ブラカーンには最愛の息子がいる。名前はアート。妻は2年前に病気で死亡。その後は男手1つで育ててきている。


自分の命よりも大切な息子のために。息子が誇れる父親になるために。ブラカーンはこの戦いへと参加したのだ。




「――へぇ息子がいたのか」


――男が物陰からスっと出てきた。白い道着を着た男だ。


「オ・イジュンだな」

「知ってるのか。ムエタイの神に知られてるとは光栄だ」

「……君とは戦いたいと思っていたからね」



オ・イジュン。韓国のテコンドー選手。イケメンで甘い声。有名大学を出るほどの頭脳。なおかつムキムキの体。まさに文武両道。下手なアイドルよりも有名な男だ。


少年時代から頭角を現しており、オリンピックでは最年少で金メダルを取っている。現テコンドー選手でこれ以上の強さの者は見られない。



そんな最強2人。見てわかる通りの共通点がある。それはだ。ムエタイとテコンドー。どちらも脚が重要となる。

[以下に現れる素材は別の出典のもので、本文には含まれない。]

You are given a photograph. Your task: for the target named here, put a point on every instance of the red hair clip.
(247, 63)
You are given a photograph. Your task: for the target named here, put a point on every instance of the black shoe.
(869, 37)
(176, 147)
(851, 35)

2人はシンパシーを感じていた。己の脚を確かめるにはコイツしかいない。恋にも似た感情だった。


「いい……いいな」

「俺もだよブラカーン。ずっとあんたとりたかった」

「今なら存分に戦れるぞ」

「そうだな」


2人はゆっくりと歩み寄っていく。ゆっくりと。踏みしめるように。






「今度は脚対決か……どっちが勝つかなぁ――やっぱり体格的にはブラカーンだよな」


姉が勝った安心感からか、蓮花は少し興奮気味であった。


「……ふん。体格程度で決まる戦いなら戦うまでもない。だから格闘技は面白いのよ」

「じゃあアンタはイジュンが勝つと思うのか?」

「そうね」

「なんで?」

「長年の感……かしら」

「さっき勝敗見誤ってたくせに」

「――いちいち癇に障るガキね!」






距離は1mを切った。もうお互いの脚は届く。いつでも蹴れる。いつでも殴れる。いつでも戦れる。


「さぁ始めよう」

「あぁ――忘れられない戦いにしよう」




――鋼鉄のような。鋼と鋼がぶち当たるような音がした。


お互いに下段蹴り。ぶつかったのは脛と脛。威力と衝撃は画面越しにも伝わった。


「っ――」

「ははっ――」


2度目のぶつかり合い。見てるだけで脛がズキズキと傷んでくる。だが本人たちはもっと痛いはず。なのに表情は変わらず煌々としたまま。


3度目のぶつかり合い。

4度目。

5度目。

6度目。


いくら戦えるのが嬉しくても、ダメージや痛みは必ずやってくる。先に根をあげたのは――イジュンの方だ。


7度目の蹴りをバックステップで避ける。


「流石に硬いな……」

「鍛えてあるからな。――を」


ぶつかり合いはイジュンの負け。だが戦いは始まったばかり。本番はここからである。